1. When you run the script, it will:
- Connect to AWS Bedrock
- Connect to the Teradata MCP server
- Initialize two streaming sessions towards Bedrock and the Teradata MCP server
- Start capturing audio from your microphone
- Stream the audio to the Nova Sonic model
- Issue tool calls to the MCP server as required over HTTP
- Play back audio responses through your speakers
- Display transcripts in the console
2. During the conversation:
- Your speech will be transcribed and shown as "User: [transcript]"
- The Nova Sonic's responses will be shown as "Assistant: [response]"

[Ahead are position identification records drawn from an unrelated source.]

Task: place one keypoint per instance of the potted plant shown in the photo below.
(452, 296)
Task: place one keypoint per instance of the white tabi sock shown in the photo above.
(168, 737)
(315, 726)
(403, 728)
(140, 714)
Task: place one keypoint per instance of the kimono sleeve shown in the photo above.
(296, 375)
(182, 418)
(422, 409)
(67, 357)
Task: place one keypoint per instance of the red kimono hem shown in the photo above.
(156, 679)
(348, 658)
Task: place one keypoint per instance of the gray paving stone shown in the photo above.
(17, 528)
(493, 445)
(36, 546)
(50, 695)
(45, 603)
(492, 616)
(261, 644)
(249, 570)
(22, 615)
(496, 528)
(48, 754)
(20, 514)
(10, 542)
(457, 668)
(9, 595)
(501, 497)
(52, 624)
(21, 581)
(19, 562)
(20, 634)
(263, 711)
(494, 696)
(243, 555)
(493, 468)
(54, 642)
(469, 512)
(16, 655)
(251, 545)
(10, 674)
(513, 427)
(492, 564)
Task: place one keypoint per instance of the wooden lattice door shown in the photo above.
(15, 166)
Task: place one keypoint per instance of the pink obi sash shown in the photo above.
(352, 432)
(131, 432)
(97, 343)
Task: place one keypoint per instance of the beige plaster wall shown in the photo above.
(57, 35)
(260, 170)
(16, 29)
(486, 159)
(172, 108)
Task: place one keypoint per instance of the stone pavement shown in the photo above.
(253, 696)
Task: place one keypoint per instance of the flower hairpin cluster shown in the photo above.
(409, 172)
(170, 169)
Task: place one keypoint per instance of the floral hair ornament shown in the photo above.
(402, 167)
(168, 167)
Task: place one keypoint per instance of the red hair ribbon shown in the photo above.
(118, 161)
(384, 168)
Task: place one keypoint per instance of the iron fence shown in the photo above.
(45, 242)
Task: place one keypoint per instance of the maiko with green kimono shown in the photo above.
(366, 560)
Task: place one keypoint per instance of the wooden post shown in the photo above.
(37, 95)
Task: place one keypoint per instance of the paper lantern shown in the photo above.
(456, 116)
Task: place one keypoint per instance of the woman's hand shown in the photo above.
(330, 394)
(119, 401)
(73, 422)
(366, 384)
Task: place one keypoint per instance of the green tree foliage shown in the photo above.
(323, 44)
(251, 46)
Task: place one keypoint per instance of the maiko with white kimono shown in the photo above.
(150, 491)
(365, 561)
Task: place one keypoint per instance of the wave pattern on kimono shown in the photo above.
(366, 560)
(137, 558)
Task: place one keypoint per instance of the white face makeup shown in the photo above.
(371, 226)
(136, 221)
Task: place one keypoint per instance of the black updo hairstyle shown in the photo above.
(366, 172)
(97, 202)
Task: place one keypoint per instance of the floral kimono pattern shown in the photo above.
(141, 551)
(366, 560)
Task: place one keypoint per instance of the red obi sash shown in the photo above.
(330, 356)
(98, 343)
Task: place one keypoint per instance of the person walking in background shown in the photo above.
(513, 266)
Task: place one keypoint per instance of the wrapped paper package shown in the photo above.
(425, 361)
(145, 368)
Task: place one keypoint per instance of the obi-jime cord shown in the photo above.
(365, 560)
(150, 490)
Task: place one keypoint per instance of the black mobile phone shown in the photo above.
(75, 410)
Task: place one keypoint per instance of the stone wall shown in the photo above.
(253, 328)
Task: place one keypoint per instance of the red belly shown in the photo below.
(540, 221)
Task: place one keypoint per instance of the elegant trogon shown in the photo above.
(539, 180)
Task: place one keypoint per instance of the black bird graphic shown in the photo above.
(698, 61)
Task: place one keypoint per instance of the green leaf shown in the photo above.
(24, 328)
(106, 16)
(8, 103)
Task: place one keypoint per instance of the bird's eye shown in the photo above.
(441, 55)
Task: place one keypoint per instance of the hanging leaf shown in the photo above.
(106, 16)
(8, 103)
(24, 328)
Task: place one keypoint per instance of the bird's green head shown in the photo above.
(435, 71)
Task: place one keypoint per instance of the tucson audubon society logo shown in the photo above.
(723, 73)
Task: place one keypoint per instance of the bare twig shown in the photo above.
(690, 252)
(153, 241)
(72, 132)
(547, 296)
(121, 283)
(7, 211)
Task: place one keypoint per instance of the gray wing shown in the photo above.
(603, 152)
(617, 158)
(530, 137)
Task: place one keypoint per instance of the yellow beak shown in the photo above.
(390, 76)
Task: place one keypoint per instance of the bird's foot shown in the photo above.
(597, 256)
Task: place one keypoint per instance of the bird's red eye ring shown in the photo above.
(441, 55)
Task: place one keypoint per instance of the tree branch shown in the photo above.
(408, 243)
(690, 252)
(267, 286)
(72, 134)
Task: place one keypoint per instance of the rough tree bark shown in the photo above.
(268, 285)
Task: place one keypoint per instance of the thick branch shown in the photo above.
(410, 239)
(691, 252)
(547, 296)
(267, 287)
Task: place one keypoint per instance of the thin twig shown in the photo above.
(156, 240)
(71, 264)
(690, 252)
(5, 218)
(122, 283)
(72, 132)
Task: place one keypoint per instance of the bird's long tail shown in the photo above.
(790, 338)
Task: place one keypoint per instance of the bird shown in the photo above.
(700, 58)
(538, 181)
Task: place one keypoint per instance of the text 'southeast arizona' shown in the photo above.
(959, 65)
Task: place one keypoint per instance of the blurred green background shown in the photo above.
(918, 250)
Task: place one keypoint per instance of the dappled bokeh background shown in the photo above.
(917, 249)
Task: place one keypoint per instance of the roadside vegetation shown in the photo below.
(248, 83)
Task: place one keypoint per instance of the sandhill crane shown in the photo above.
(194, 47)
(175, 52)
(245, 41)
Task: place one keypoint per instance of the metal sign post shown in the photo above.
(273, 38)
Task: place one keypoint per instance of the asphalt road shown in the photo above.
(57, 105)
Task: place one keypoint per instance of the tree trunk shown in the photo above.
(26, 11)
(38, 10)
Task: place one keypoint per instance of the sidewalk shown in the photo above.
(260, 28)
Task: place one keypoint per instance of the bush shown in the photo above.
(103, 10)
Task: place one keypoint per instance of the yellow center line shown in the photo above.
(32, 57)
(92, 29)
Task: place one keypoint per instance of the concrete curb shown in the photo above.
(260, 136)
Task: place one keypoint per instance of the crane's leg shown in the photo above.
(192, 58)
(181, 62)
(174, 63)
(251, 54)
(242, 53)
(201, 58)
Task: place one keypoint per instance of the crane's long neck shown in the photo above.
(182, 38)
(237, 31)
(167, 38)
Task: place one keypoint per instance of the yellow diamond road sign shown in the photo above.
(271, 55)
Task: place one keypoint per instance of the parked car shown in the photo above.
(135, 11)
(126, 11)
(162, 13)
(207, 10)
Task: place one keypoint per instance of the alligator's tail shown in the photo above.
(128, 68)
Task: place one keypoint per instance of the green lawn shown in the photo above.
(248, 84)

- Audio responses will be played through your speakers
3. To end the conversation:
- Press Enter at any time
- The script will properly close the connection and exit
## Customization
### Command Line Options
```
python mcp_voice_client.py [OPTIONS]
Options:
--debug Enable debug mode with verbose logging
--profile PROFILE Profile name to use from profiles.yml
--language {en,fr,de,it,es} Interaction language (auto-selects voice)
--voice-id VOICE_ID Override auto-selected voice ID
--mcp-server-url URL MCP server URL (default: http://127.0.0.1:8001/mcp)
--system-prompt TEXT Custom system prompt (overrides profile)
--mcp-prompt NAME MCP prompt name to load from server
--list-profiles List available profiles and exit
--list-tools List available MCP tools and exit
--test-connection Test MCP server connection and exit
```
### Voice Selection
If no `voice_id` is specified, voices are automatically selected based on language:
- `en` (English): matthew
- `fr` (French): ambre
- `de` (German): lennart
- `it` (Italian): beatrice
- `es` (Spanish): carlos
### System Prompt Priority
The system prompt is selected in the following priority order:
1. `--system-prompt` (command line override)
2. `mcp_prompt` loaded from MCP server (if specified)
3. `system_prompt` from profile
4. Default built-in system prompt
### Technical Parameters
You can modify the following parameters in the scripts:
- `SAMPLE_RATE`: Audio sample rate (default: 16000 Hz for input, 24000 Hz for output)
- `CHANNELS`: Number of audio channels (default: 1)
- `CHUNK_SIZE`: Audio buffer size (varies by implementation)
## Troubleshooting
1. **Audio Input Issues**
- Ensure your microphone is properly connected and selected as the default input device
- Try increasing the chunk size if you experience audio stuttering
- If you encounter issues with PyAudio installation:
**On macOS:**
```bash
brew install portaudio
```
**On Ubuntu/Debian:**
```bash
sudo apt-get install portaudio19-dev
```
**On Windows:**
```bash
# Install PyAudio binary directly using pip
pip install pipwin
pipwin install pyaudio
```
Alternatively, Windows users can download pre-compiled PyAudio wheels from:
https://www.lfd.uci.edu/~gohlke/pythonlibs/#pyaudio
```bash
# Example for Python 3.12, 64-bit Windows
pip install PyAudio‑0.2.11‑cp312‑cp312‑win_amd64.whl
```
2. **Audio Output Issues**
- Verify your speakers are working and not muted
- Check that the audio output device is properly selected
3. **AWS Connection Issues**
- Verify your AWS credentials are correctly configured as environment variables
- Ensure you have access to the AWS Bedrock service
- Check your internet connection
4. **Debug Mode**
- Run with the `--debug` flag to see detailed logs
- This can help identify issues with the connection or audio processing
## Known Limitation
> **Warning:** Use a headset for testing, as a known issue with PyAudio affects its handling of echo. You may experience unexpected interruptions if running the samples with open speakers.